Vale notar que as críticas de Bauman ao consumismo são orientadas no sentido de trazer à tona sua desvinculação com qualquer finalidade que transcenda a si mesmo. Ou seja, o consumo encontra finalidade em si mesmo; consome-se para consumir.
É nesse contexto sócio-cultural, governado pelo império do efêmero, no qual corpos amam sem alma, que devemos pensar a carência de fidelidade nas relações entre homens e mulheres – relações motivadas pelo imperativo do desempenho e estimuladas pelo imperativo da libido. Predomina-se o instinto fálico (símbolo do poder masculino) que se estende ao comportamento feminino.
A tão proclamada liberação sexual tornou, nas últimas décadas, homens e mulheres meros objetos de consumo sexual. Uma “igualdade” supostamente alcançada a expensas de sua objetificação.
Em outras oportunidades, insisti em que amor pressupõe fidelidade, compromisso, doação. Amar alguém é ser fiel a esse alguém, porque é ser fiel ao amor que se nutre por esse alguém. Na modernidade líquida, em que parece predominar o amor líquido (se é que possamos chamá-lo de “amor”; talvez, melhor dizer “desejo líquido”), fidelidade é incompatível com o padrão que estipula prazo de validade para as relações. Fidelidade requer permanência e, nesse contexto líquido, permanência dá lugar ao efêmero. Fidelidade requer compromisso; mas, num contexto em que predomina o aqui-agora, assumir compromisso é assumir uma grande quantidade de riscos.
Nesse tocante, Bauman tem muito a nos ensinar, quando considera a analogia entre investimentos econômicos e relacionamentos, à página 29:

“(...) Relacionamentos são investimentos como quaisquer outros, mas será que alguma vez lhe ocorreria fazer juras de lealdade às ações que acabou de adquirir? Jurar ser fiel para sempre, nos bons e nos maus momentos, na riqueza e na pobreza, “até que a morte nos separe?” Nunca olhar para os lados, onde (quem sabe?) prêmios maiores podem estar acenando?”.

Mais adiante, acrescenta:

“A primeira coisa que os bons acionistas (prestem atenção: os acionistas só detêm as ações, e é possível desfazer-se daquilo que se detém) fazem de manhã é abrir os jornais nas páginas sobre mercado de capitais para saber se é hora de manter suas ações ou desfazer-se delas. É assim também com outro tipo de ações, os relacionamentos. Só que nesse caso não existe um mercado em operação e ninguém fará por você o trabalho de ponderar as probabilidades e avaliar as chances (a menos que você contrate um especialista, da mesma forma que contrata um consultor financeiro ou um contador habilitado, embora no caso dos relacionamentos haja uma infinidade de programas de entrevistas e de “dramas da vida real” tentando ocupar esse espaço). (... ) “Estar num relacionamento” significa muita dor de cabeça, mas sobretudo uma incerteza permanente. Você nunca poderá estar plena e verdadeiramente seguro daquilo que faz – ou de ter feito a coisa certa ou no momento preciso”.

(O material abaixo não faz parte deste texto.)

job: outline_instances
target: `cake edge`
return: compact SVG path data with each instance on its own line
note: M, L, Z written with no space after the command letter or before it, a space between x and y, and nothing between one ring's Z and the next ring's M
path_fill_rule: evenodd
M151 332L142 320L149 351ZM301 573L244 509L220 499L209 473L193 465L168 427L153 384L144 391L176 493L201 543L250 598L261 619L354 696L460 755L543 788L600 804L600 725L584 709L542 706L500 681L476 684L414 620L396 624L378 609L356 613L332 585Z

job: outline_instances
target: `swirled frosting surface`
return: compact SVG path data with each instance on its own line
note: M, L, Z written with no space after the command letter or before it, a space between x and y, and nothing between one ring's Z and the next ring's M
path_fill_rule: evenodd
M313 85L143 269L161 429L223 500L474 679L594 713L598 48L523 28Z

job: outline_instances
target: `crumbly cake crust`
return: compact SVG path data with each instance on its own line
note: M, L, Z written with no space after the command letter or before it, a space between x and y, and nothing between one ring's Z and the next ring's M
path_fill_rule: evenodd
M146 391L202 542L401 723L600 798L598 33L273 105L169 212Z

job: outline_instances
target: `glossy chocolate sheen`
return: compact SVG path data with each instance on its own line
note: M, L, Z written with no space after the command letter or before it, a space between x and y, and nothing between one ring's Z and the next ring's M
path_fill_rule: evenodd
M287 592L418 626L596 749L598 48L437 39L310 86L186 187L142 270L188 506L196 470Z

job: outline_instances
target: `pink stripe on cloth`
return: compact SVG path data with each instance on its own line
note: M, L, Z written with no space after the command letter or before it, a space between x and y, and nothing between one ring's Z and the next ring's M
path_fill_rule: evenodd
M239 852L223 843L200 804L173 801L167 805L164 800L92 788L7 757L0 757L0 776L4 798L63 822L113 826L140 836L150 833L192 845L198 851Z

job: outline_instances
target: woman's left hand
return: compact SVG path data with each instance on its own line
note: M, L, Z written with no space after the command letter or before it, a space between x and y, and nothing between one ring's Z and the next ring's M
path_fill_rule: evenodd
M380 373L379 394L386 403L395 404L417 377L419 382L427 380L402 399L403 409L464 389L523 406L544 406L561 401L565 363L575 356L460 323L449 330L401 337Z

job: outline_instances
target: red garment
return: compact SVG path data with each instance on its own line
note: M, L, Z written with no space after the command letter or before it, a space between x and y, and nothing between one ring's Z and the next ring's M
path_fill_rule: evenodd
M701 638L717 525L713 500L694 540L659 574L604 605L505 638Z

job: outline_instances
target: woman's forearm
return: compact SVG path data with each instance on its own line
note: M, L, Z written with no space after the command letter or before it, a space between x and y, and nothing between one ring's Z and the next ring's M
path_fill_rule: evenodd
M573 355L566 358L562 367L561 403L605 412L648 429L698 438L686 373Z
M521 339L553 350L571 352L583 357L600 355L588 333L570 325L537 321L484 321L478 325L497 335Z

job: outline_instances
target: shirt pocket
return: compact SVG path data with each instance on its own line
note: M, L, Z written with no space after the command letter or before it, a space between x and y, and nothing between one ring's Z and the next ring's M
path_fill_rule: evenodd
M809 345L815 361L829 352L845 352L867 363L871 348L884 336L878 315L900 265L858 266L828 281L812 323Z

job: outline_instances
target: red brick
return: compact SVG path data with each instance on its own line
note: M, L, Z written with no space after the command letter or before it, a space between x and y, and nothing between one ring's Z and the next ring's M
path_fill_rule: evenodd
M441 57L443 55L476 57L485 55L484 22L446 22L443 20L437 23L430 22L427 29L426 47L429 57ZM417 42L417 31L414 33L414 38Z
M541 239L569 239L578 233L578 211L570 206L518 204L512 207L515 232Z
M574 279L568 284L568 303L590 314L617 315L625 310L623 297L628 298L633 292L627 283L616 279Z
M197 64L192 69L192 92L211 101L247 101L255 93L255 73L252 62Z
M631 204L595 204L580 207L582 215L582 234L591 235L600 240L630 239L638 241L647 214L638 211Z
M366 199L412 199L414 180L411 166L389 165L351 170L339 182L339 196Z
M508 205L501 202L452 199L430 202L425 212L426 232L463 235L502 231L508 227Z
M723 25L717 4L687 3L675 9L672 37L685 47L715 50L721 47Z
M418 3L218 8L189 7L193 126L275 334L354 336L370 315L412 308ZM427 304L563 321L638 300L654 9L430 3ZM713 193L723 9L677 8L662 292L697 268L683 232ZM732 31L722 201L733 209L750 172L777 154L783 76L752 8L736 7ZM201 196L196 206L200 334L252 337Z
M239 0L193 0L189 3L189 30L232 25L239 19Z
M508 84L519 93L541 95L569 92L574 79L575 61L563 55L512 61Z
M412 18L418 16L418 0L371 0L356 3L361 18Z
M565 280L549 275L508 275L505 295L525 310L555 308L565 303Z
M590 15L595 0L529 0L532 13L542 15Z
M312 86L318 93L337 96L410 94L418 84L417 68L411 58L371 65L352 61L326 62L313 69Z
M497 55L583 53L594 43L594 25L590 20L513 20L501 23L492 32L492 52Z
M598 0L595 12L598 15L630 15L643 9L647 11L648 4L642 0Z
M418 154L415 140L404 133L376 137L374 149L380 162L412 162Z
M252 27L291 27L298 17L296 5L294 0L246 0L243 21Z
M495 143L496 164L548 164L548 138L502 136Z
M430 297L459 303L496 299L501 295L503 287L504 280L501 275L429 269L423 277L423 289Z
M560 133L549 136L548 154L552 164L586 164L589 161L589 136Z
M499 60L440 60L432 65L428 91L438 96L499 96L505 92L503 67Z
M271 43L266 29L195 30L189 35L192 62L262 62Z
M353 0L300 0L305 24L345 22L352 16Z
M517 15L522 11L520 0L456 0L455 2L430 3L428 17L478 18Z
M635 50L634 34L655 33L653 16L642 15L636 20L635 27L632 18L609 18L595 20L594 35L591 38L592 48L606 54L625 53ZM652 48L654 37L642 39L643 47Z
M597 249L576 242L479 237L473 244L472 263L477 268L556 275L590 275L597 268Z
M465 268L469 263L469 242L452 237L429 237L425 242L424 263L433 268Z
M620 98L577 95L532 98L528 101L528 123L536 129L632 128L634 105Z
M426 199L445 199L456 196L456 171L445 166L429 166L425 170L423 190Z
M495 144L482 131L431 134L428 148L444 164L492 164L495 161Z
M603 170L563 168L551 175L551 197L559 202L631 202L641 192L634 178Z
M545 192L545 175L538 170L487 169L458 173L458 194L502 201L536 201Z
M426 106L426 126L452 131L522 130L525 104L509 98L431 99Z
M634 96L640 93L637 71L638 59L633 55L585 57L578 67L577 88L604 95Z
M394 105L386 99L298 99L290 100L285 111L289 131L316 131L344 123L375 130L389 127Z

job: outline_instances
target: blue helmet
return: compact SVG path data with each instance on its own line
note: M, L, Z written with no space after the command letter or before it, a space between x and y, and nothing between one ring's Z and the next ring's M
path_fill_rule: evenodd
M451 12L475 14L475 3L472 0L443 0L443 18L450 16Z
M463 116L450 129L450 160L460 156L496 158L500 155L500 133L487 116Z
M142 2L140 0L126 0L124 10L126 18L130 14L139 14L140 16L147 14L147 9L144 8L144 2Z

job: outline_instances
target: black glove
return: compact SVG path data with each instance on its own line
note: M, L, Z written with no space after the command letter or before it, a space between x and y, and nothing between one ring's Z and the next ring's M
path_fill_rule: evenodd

Ora, a fidelidade exige-nos um compromisso com a certeza, com a segurança. Nem o confronto com a certeza, nem a vulnerabilidade às incertezas, nem uma coisa nem outra interessará aos indivíduos ávidos de gozo egóico, de satisfação imediata, de prazeres efêmeros num incessante e renovado consumo desenfreado de corpos desejando sem alma.